10 Terms First Time Home Buyers Need to Know

August 30, 2019

If you are a first-time home-buyer, you have probably started hearing jargon from your realtor, loan officer, family, and friends that might as well be from another language. Terms like “bank statement loan” and “qualified loans” are dropped in casual conversations. To be ready, here is a little vocabulary lesson in words you should know.


1. Pre-qualified

Being pre-qualified for a house is a great start, but it’s not the same as being able to buy a home today. Pre-qualification is a process that gives lenders a general idea if a borrower qualifies for a loan. This process helps you understand what kinds of houses you can afford.


2. Conventional Loan

Conventional loans are the typical loans you think of when considering a mortgage. These loans often require a good credit score of at least 650. They usually allow for down payments as low as five percent.


3.  Federal Housing Administration (FHA) Loan

FHA loans are often the best options for first-time home-buyers as well as those with lower credit scores. Down payments can still be pretty small, but borrows may end up paying additional fees, such as mortgage insurance, for the life of the loan. Private mortgage insurance (PMI) is often required if your down payment is less than 20%.


4. Closing costs

There are several fees associated with buying a house. These fees are on top of the actual purchase price and must be paid before you are handed keys. Most experts suggest closing costs will be between two to five percent of the loan. These fees can cover things like title insurance and surveyor fees.


5. Escrow

Escrow accounts are similar to savings accounts, although there are different uses for them. For example, you might make a deposit after your offer on a home is accepted. This deposit is put into an escrow account.


The money is safe so that the seller doesn’t accidentally spend the money too soon. Part of your monthly mortgage payments also goes into escrow. This money is meant to go towards things like property tax and homeowner’s insurance.


6. Qualified Mortgage (QM)

A QM is a loan that meets strict guidelines that assure lenders that you can repay your loan. Lenders require documents to prove your income, employment, monthly debts, and assets. QMs also restrict loan features to reduce risk. Conventional and FHA loans are typically considered to be qualified.
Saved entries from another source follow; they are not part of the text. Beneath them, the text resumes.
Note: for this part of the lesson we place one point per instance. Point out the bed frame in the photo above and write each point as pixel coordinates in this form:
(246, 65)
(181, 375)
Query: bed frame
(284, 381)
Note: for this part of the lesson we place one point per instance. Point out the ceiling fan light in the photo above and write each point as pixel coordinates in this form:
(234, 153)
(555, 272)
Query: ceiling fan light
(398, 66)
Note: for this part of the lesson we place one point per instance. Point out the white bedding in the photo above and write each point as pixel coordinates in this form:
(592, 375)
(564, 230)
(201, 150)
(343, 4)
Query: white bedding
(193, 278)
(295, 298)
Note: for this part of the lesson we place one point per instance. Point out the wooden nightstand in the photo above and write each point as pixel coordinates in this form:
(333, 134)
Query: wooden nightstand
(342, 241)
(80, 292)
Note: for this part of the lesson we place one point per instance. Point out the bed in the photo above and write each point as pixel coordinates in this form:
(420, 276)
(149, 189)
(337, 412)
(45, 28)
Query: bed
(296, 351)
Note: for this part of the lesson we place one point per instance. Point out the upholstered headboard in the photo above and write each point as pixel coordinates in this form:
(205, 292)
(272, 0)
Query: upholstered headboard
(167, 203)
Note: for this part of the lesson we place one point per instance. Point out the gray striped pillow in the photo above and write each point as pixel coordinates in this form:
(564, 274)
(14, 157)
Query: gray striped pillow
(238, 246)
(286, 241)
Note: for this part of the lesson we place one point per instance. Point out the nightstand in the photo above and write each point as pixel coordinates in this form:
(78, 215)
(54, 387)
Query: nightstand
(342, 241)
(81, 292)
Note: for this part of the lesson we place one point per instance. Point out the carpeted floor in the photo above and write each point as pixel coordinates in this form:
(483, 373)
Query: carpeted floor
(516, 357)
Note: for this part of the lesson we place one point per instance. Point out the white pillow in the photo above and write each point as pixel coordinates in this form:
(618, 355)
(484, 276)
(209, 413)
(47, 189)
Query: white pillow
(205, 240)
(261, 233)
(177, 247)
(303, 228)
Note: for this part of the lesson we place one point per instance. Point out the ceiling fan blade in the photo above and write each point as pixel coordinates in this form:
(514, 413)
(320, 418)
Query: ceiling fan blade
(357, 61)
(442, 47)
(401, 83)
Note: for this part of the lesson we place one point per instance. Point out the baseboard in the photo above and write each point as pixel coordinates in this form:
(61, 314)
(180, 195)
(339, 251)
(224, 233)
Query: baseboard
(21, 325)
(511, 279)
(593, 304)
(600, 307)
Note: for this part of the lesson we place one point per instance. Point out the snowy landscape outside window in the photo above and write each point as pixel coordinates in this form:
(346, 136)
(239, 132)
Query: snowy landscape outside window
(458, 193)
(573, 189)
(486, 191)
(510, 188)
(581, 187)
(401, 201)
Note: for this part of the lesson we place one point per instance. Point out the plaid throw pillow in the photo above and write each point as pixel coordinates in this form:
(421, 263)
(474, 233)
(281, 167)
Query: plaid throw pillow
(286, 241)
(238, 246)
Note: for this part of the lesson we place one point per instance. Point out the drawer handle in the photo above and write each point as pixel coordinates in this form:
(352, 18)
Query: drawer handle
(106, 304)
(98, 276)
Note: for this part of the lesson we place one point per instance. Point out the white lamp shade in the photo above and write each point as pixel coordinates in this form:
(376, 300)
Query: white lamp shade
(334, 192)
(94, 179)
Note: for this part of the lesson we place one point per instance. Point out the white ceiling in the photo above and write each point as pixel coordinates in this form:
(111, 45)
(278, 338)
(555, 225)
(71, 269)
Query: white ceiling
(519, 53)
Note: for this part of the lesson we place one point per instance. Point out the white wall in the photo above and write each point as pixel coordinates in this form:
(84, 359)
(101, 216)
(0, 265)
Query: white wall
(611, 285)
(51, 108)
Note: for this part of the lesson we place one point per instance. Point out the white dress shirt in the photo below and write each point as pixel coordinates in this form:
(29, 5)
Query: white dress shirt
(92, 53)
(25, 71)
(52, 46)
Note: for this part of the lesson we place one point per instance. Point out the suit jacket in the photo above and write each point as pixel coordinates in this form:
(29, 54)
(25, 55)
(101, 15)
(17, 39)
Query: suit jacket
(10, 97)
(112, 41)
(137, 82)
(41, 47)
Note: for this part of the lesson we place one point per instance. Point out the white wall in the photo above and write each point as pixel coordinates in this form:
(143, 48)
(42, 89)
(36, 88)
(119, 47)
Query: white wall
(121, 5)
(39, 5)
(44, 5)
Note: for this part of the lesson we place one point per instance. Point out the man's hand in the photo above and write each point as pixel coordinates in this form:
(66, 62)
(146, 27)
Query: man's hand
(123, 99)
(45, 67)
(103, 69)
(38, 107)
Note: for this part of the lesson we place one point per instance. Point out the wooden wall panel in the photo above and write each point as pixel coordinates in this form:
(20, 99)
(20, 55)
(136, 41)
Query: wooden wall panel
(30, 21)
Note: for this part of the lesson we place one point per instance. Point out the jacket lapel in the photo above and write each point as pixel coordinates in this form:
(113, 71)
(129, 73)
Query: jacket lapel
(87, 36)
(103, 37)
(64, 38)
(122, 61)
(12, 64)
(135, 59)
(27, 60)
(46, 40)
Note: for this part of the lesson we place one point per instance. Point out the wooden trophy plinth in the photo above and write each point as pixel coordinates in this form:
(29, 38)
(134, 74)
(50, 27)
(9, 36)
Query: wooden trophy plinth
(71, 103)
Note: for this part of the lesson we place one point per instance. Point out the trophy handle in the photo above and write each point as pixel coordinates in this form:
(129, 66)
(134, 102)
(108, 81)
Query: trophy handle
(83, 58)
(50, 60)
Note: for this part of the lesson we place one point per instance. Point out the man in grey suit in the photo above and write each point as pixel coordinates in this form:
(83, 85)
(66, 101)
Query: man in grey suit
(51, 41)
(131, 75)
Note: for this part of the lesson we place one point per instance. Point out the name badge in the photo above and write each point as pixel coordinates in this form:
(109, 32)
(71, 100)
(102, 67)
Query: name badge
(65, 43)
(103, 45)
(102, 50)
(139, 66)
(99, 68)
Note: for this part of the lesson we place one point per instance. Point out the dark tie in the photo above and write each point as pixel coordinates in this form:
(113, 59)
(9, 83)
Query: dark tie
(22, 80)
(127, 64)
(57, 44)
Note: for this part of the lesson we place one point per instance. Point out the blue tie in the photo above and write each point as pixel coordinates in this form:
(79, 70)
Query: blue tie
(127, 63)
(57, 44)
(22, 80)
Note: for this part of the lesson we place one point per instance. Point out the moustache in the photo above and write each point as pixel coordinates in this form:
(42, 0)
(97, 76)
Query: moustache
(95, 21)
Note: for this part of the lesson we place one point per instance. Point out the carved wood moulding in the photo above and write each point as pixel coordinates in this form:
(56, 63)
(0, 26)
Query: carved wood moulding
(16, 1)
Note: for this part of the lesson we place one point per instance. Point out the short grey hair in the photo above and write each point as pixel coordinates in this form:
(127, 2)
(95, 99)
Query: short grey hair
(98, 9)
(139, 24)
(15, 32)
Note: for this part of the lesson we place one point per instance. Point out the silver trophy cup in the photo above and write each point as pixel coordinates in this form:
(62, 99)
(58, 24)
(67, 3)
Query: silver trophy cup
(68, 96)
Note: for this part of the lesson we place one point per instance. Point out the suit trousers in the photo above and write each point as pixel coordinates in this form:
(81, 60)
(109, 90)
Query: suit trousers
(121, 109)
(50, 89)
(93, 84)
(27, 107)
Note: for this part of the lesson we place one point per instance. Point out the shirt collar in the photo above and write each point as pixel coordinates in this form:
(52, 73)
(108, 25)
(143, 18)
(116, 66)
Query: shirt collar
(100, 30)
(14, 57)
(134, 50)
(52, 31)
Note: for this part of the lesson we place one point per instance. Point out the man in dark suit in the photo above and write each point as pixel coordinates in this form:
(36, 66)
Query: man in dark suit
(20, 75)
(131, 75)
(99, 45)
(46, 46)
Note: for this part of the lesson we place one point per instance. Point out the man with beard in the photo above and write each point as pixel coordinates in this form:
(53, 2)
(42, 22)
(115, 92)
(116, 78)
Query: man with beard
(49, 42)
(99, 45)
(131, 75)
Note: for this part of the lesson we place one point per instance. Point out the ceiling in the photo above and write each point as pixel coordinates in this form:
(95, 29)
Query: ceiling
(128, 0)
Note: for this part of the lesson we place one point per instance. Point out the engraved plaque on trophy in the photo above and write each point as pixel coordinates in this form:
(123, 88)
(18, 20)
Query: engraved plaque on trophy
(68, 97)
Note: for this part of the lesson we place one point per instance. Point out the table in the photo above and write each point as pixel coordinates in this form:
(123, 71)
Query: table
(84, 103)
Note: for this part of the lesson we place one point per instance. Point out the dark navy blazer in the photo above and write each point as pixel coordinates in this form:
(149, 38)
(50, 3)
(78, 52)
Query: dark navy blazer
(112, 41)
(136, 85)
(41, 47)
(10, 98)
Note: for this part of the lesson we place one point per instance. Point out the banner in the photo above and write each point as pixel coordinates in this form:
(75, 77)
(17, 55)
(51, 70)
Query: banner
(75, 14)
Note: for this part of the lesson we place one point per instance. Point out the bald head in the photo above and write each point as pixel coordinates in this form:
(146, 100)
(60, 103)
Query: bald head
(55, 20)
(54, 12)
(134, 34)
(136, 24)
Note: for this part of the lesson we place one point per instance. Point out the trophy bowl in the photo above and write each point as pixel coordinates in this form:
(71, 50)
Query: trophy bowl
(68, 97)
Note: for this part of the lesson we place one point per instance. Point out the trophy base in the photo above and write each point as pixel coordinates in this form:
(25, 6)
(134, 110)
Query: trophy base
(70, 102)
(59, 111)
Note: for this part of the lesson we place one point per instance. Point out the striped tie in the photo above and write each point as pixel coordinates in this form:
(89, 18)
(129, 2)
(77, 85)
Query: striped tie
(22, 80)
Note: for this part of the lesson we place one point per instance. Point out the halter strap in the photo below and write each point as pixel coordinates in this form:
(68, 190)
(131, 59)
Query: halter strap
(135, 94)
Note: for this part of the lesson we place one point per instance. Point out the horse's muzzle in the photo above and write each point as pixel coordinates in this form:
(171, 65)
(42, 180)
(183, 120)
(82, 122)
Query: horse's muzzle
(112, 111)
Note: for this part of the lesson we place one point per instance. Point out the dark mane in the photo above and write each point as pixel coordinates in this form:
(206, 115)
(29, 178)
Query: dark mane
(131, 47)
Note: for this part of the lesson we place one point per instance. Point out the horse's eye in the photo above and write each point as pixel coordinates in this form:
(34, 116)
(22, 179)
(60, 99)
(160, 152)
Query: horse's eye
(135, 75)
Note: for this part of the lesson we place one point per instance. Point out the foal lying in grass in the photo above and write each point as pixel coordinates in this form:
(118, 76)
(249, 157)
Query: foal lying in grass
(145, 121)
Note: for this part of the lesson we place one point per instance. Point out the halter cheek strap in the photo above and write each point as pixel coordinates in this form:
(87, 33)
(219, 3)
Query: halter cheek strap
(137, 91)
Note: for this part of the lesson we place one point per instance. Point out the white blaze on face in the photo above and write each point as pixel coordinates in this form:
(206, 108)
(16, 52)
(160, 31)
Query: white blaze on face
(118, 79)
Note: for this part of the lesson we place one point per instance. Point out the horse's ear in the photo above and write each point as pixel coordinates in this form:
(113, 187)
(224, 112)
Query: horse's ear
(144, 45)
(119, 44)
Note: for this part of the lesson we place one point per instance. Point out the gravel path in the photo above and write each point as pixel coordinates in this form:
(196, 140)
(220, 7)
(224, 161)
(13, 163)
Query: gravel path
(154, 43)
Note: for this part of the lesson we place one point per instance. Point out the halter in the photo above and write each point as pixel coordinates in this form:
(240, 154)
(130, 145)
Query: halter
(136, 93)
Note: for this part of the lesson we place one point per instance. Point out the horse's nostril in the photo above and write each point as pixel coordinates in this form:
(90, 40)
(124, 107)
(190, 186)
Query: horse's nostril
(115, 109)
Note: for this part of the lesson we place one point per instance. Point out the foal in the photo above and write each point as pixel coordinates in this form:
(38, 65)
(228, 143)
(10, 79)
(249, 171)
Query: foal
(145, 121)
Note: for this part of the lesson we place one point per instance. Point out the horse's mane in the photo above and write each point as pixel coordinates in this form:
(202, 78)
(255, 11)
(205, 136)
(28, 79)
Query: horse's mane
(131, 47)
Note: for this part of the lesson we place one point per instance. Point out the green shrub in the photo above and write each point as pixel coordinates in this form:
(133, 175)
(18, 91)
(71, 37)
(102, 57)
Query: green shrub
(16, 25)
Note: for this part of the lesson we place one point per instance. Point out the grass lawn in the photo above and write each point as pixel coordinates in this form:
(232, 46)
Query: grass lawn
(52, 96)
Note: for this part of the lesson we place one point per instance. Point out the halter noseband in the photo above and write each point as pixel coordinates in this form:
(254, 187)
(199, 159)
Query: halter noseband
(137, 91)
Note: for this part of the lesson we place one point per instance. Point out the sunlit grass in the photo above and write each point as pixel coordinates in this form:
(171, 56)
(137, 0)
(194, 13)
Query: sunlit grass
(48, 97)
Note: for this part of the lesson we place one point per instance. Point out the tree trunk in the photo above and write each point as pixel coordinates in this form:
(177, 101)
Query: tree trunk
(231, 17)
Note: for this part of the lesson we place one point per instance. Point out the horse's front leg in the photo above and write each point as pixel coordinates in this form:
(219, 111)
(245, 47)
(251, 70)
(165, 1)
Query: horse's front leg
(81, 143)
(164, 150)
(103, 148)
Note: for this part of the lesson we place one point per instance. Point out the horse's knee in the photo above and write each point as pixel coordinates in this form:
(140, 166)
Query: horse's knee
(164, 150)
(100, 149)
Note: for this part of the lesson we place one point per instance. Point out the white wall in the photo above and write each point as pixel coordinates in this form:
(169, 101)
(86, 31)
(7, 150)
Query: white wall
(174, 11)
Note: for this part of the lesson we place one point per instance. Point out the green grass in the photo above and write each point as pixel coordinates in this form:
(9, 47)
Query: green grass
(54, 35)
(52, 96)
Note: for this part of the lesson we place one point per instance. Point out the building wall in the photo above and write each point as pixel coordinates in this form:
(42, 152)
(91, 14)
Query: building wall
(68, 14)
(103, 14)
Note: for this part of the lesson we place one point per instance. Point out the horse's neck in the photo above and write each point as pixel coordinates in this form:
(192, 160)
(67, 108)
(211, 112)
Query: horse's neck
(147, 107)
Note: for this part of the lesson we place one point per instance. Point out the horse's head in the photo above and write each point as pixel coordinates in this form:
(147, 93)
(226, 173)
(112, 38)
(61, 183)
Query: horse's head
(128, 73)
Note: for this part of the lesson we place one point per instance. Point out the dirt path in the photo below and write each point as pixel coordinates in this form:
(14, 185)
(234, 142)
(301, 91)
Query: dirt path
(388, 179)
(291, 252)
7. Non-qualified Mortgages (Non-QM)

Loans that do not meet the guidelines of a qualified mortgage are considered non-QM loans. These are often considered riskier loans but aren’t necessarily bad loans. Banks have a little more flexibility in who can obtain a non-QM.


8. Bank Statement Mortgage Loan Programs

Instead of using your W2 and pay stubs to prove your income, lenders may use your bank statements instead. Banks will look at 12 months or 24 months’ worth of personal bank statements to create a monthly average. These loans are perfect for self-employed individuals, have multiple income streams, or have other atypical income. They are also considered non-QM loans.


9. Fixed-rate Mortgage

While property taxes and homeowner’s insurance rates may change during the life of your loan. A fixed-rate mortgage means that your interest rate will not change over the life of the loan.


10. Adjustable-rate Mortgage (ARM)

ARM loans typically start with a fixed interest rate for the first five or 10 years. After that, the interest rate adjusts. These loans often have lower payments upfront and then go up after the initial period.